Thank you to all who joined us at the First Church of Cambridge for the June 25th History Café: Engaging with “Difficult Histories” Workshop. The Café was led by two historians, Dr. Stephen Berrey, University of Michigan, and Dr. Tatiana Cruz, Lesley University, who guided us through a facilitated conversation based on their research and scholarship. Dr. Berrey’s academic research and writings explore race and culture in 20th century U.S, and Dr. Cruz is a historian of race and gender in modern U.S. with an emphasis on African American and Latinx history and social movements. Together, they engaged the audience in thinking about how we can effectively grapple with histories deemed “hard” and “difficult” to acknowledge.

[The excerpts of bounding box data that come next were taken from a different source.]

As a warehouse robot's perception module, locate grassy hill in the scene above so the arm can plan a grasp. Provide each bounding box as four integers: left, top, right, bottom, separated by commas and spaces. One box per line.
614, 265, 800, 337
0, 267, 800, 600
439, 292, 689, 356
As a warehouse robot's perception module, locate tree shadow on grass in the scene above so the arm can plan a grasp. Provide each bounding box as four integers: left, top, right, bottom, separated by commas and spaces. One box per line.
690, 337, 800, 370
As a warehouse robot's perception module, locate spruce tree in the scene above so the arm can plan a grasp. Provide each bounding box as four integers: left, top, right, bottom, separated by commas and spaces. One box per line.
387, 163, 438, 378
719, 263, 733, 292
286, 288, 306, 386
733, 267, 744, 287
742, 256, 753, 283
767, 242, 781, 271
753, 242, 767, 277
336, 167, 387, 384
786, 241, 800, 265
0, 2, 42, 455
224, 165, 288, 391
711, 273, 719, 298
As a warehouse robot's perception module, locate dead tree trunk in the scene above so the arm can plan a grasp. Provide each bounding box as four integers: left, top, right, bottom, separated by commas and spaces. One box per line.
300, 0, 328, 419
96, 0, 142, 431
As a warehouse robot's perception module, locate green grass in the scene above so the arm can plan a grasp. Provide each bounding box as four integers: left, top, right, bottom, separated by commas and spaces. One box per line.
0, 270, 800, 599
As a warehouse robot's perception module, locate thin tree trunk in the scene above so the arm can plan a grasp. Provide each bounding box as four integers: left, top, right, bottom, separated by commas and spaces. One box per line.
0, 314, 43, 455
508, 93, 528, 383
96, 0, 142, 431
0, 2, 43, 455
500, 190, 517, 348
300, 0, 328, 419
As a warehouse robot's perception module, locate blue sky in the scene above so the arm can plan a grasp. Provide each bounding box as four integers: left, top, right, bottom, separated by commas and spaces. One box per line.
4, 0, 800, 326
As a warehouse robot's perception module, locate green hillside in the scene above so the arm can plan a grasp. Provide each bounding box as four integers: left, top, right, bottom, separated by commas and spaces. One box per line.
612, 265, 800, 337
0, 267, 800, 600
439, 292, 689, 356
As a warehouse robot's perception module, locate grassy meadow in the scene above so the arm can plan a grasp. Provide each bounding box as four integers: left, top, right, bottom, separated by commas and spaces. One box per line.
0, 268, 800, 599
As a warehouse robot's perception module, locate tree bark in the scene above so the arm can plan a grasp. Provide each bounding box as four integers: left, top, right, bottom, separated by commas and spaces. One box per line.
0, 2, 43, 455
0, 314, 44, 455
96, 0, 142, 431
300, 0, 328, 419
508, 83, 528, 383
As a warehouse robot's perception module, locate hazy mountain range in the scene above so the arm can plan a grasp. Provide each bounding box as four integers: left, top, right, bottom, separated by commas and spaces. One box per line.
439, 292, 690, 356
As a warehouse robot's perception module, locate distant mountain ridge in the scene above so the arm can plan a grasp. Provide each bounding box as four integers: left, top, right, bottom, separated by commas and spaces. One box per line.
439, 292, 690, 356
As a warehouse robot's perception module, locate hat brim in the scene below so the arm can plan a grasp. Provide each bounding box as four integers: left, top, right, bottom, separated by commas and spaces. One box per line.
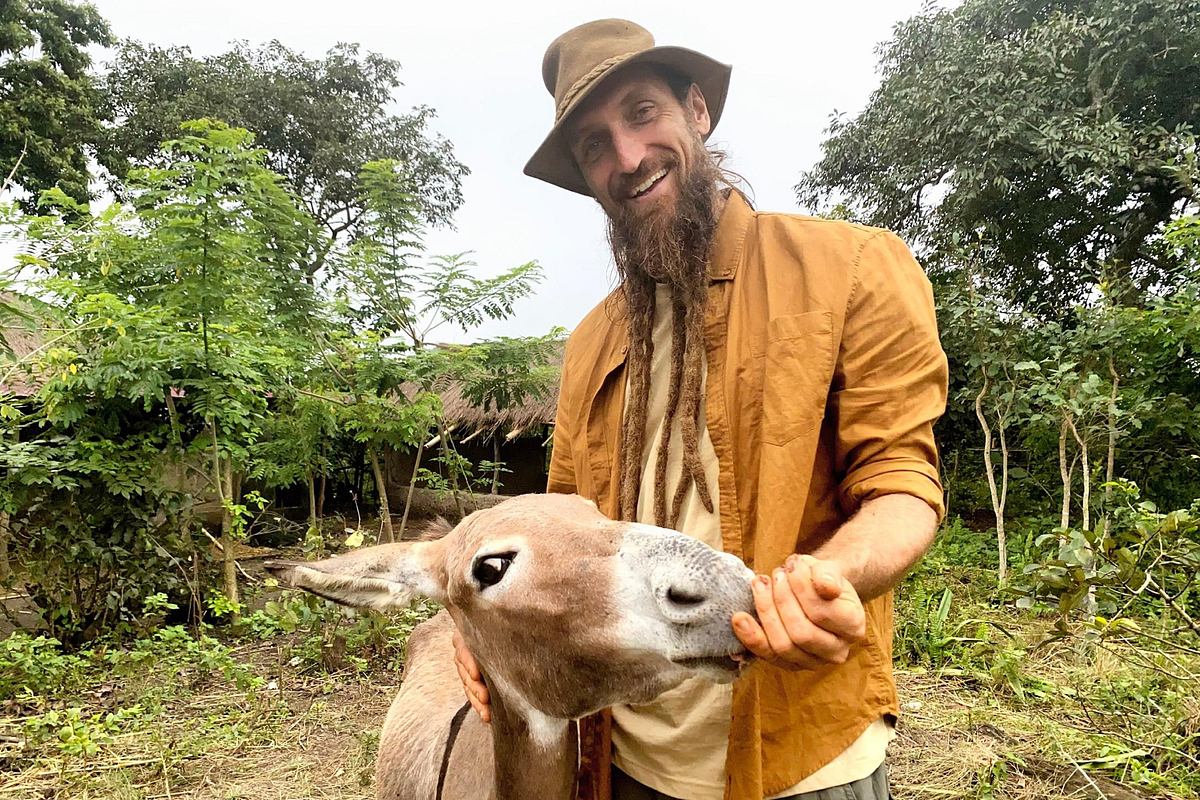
524, 47, 733, 197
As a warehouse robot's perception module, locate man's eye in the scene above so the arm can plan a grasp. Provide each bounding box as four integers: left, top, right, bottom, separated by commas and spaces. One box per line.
470, 553, 512, 589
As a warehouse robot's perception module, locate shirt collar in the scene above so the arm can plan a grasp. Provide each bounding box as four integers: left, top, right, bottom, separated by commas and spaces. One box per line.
708, 190, 754, 281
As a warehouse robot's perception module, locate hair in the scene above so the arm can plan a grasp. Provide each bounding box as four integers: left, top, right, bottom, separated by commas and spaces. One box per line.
608, 125, 725, 527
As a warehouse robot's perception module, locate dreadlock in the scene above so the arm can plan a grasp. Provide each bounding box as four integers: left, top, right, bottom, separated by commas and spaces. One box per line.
608, 128, 724, 527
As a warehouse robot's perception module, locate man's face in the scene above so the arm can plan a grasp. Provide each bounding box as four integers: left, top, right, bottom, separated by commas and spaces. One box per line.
569, 65, 712, 219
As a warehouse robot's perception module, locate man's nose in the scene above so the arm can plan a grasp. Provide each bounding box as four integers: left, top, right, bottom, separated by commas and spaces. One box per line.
613, 132, 646, 175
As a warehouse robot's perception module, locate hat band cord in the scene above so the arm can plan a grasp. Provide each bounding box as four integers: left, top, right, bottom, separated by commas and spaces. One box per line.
554, 50, 641, 124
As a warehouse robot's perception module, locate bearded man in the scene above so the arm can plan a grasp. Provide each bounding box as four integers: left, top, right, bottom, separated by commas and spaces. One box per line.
456, 19, 947, 800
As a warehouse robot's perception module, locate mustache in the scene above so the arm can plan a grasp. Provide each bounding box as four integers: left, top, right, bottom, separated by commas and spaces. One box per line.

Reverend Dan Smith of First Church of Cambridge began by welcoming us into the space. He described the congregation’s exploration of “Remembrance and Reparation” as it relates to the church’s history of slavery.

Cambridge Historical Society Program Manager Perri Meldon then laid the ground rules for respectful and thoughtful conversation. She stressed the importance of active listening, genuine curiosity, thinking and speaking with empathy, specificity and avoiding assumptions.*

Before presenting his research on “Blackface Minstrelsy in the U.S.,” Berry alerted the audience to the fact that what they were about to discuss might be upsetting for some. He then described how individuals and groups in northern regions of the U.S.—including Boston and Cambridge—participated in racist depictions of black communities and individuals throughout the 19th and early 20th centuries. He gave examples of high school songbooks and church-sponsored events that portrayed people in blackface in Cambridge as recently as 1969. This history provided context to the recent appearance of college yearbooks in the media that showed Virginia Governor Ralph Northam and other prominent figures dressed up in blackface.

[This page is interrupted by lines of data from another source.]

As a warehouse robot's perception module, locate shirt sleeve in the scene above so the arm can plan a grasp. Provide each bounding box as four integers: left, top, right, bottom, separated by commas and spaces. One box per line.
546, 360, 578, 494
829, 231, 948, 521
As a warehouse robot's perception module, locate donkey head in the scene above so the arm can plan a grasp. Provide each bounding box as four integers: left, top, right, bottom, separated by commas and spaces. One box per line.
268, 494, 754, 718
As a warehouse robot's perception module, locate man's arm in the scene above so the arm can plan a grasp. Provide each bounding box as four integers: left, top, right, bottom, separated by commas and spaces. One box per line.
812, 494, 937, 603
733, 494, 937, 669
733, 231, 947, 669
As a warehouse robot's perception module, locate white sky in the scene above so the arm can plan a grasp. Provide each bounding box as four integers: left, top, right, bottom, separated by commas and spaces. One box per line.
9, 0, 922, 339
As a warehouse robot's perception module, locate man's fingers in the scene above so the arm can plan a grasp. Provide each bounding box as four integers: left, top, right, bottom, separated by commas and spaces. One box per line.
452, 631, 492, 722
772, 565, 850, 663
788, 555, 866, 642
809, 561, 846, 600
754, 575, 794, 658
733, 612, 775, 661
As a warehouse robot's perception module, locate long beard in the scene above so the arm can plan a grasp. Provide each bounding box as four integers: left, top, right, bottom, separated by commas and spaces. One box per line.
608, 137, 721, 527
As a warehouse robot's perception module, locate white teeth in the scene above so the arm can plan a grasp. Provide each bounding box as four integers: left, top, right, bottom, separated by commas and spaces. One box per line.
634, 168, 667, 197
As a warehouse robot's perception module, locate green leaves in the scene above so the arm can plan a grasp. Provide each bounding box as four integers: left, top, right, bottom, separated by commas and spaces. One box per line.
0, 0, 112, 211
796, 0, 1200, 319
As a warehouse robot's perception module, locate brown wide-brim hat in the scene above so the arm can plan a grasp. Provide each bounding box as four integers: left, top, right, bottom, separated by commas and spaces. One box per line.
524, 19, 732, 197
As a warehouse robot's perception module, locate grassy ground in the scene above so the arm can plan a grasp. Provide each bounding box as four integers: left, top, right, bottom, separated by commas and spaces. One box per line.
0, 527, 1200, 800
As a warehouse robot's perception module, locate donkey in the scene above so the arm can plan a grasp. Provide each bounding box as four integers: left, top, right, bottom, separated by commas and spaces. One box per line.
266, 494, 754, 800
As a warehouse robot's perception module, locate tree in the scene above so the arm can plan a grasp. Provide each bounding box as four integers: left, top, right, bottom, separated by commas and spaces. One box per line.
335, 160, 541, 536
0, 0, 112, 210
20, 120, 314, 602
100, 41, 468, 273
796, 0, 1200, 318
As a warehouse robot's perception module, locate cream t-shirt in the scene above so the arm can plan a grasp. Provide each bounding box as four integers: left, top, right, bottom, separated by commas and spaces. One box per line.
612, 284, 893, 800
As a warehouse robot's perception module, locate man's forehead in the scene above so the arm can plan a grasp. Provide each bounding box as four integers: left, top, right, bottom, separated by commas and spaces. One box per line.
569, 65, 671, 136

Following Berrey’s presentation, Cruz asked a series of thought-provoking questions: Why has blackface persisted? How can we effectively teach about histories of slavery and Jim Crow? What is the role of white people in discussing these histories, and how does being white inform how people can understand these histories? Berrey and Cruz emphasized the importance of listening and recognizing how one’s identity affects a room, providing concrete details and nuanced scholarship on these histories, and offering content or trigger warnings where necessary.

The audience asked questions and commented on understanding the roles of white fragility and white supremacy in these conversations, the role of gender in these histories, and how the historiography has shifted on racism and “othering” since the 1960s and 1970s.

Following Q&A, Meldon distributed index cards and asked the audience to reflect on and write down answers to the question, “What histories do you believe Cantabrigians will consider “difficult” in the future?” Several people wrote “climate change” and “income inequality and poverty.” Other answers included:

  • The ways in which local people and institutions benefited from slave labor.
  • Why and how Boston and Cambridge remained–and even in some cases–became more segregated over time than it was in the late 1950s and 1960s, not only in housing, but in education, social life, artistic life, economic opportunity, etc.
  • How we individually and collectively are contributing to the demise of the planet (e.g., driving cars, using aerosol spray cans, using plastic water bottles, etc.).

These answers—and those from all of our events this year—will be archived at the Cambridge Historical Society, making it possible for future researchers to understand how people in Cambridge felt about these issues in 2019.

We thank the attendees for their openness, consideration for their fellow audience members, and willingness to grapple with unsettling and uncomfortable topics. We are grateful for Dr. Berrey and Dr. Cruz’s guidance through this conversation, and the First Church of Cambridge for hosting us.

If you are interested in learning more about educating “hard” and “difficult” histories for the public, visit the website “Teaching Hard History,” or check out the book Interpreting Difficult History at Museums and Historic Sites by Julia Rose (2016).

* Cambridge Historical Society Ground Rules for Respectful Conversation:

  1. Active listening. Pause and repeat back in your head what you heard before speaking or raising your hand. Don’t just hear, absorb.
  2. Ask questions based on genuine curiosity.
  3. Think and speak with empathy. Be like a historian, that is, understand that the life circumstances around is what led them to a decision. Think about these conditions before passing judgment.
  4. Be specific. Describe concrete details and your own experience, and avoid ideas that mean something different to everyone. Try to avoid clichés, assumptions, and stereotypes.